Gozney Roccbox portable pizza oven
Review

Hands-on gadget review: Gozney Roccbox portable pizza oven

Image credit: Gozney

Be the envy of the campsite with this dual-fuel alternative to a boring old barbecue.

The Roccbox pizza oven sells itself on two things: versatility and portability. Versatility because it comes complete with two interchangeable burners: one for cooking with wood, the other for gas. Portability because the tripod legs fold away for travel and a large carry-strap means it can be lifted with one hand.

Unpacking is very simple; there’s no assembly required, bar screwing your choice of burner to the underside. But right from the start we could see that it’s not as portable as you might wish for when you ogle it online. It’s just too heavy to be lugged any distance to the park or beach.

This level of portability is best for stowing it in the shed or in the car boot. If you have the boot space, for example, it would be great at a campsite. You can lift it. A very wide strap with Velcro closure holds the oven tightly, adding a carry handle to the top. It felt secure.

Gozney Roccbox portable pizza oven

Image credit: Gozney

We tested the oven with gas first. It comes with rubber pipe and a regulator, you just need a canister of propane LPG: the same sort of big canister you’d use with a gas barbecue.

It lights easily and on advice we turned the flame down low and let the Roccbox go gentle for half an hour on its first use. Then we turned it up high ready for pizza.

The only fault with our review sample was that the oven’s built in thermometer didn’t work at all. The needle didn’t move once. So we were temperature-blind, with no way of telling if it hit the claimed 500ºC-plus (double the range of the temperature probe we use for testing kitchen kit). We ambitiously put the first pizza (margarita on sourdough) in after about 20 minutes and crossed our fingers...

We were not disappointed. Even though the oven hadn’t been heating up for long, the back half of the pizza was cooking quickly: we could see and hear the mozzarella bubbling.

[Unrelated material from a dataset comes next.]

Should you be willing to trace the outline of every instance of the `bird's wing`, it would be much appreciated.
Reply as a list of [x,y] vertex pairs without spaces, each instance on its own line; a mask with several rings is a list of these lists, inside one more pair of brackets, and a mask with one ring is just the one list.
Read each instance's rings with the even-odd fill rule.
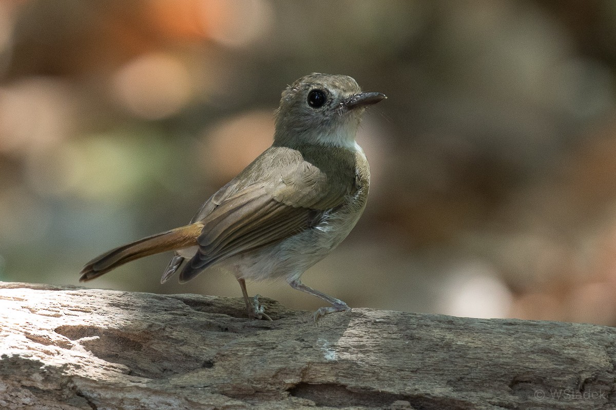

After a minute, it was clear the pizza needed to be turned around, using the pizza peel, for it to be cooked evenly. 

Cooking pizza with Gozney Roccbox portable oven

Image credit: Gozney

After a few experiments, we found pizzas cooked best if turned twice, as the third at the back gets the most heat from the burner and its rolling flames. Each pizza took less than two minutes to cook and the results were outstanding. Toppings were hot and cooked perfectly, the base was crispy, the crust was a little bit charred, just right.

You can only cook one 13-inch pizza at a time, but they cook quickly. You could roll and top all the pizzas first, while the oven heats up, then fire enough to feed a family in a matter of minutes. But, rather like tending a barbecue, feeding a whole party of people is a full-time job.

The wood burner was very fun but more of a labour of love. The design is simple and clever: you throw a lit natural firelighter down a small chute into the burner and then add a couple of thin pieces of kindling. Once these catch you can continue to add small pieces of wood to the chute every few minutes. Hardwood is recommended because it burns hotter and cleaner, but that could be tricky: often shop-bought kindling doesn’t say what sort of wood it is.

With no working thermometer, we again simply tried cooking after around 20 minutes, but this time the oven was nowhere near hot enough. It did cook the pizza but slowly. To get the same high temperatures as the gas burner, you might stoke the fire for an hour. It doesn’t use much wood, but stoking it regularly is a chore.

In all, we felt that most Roccbox owners would find themselves predominantly using gas. It’s quick and convenient and gets good results. While wood can be fun if there’s no rush... or even if you run out of gas.

£499 gozney.com

Alternatives

Ooni Pro

The only portable pizza oven that you can fuel four ways: wood, gas, wood pellets or charcoal. But budget extra for the gas burner (£70), pellet burner (£35), even the pizza peel (£32.50).

£499 uk.ooni.com

Uuni 3

Don’t let the spelling change put you off. The Ooni Pro’s predecessor is smaller (13-inch pizzas instead of 16-inch) but a total bargain and again you can add a gas burner (£65) if you prefer.

£199 uk.ooni.com

Morsø Forno

The Danish-designed Forno is the most stylish wood-fired pizza oven money can buy. It takes time to get up to temperature but is versatile to cook with: everything from steaks to smoked fish.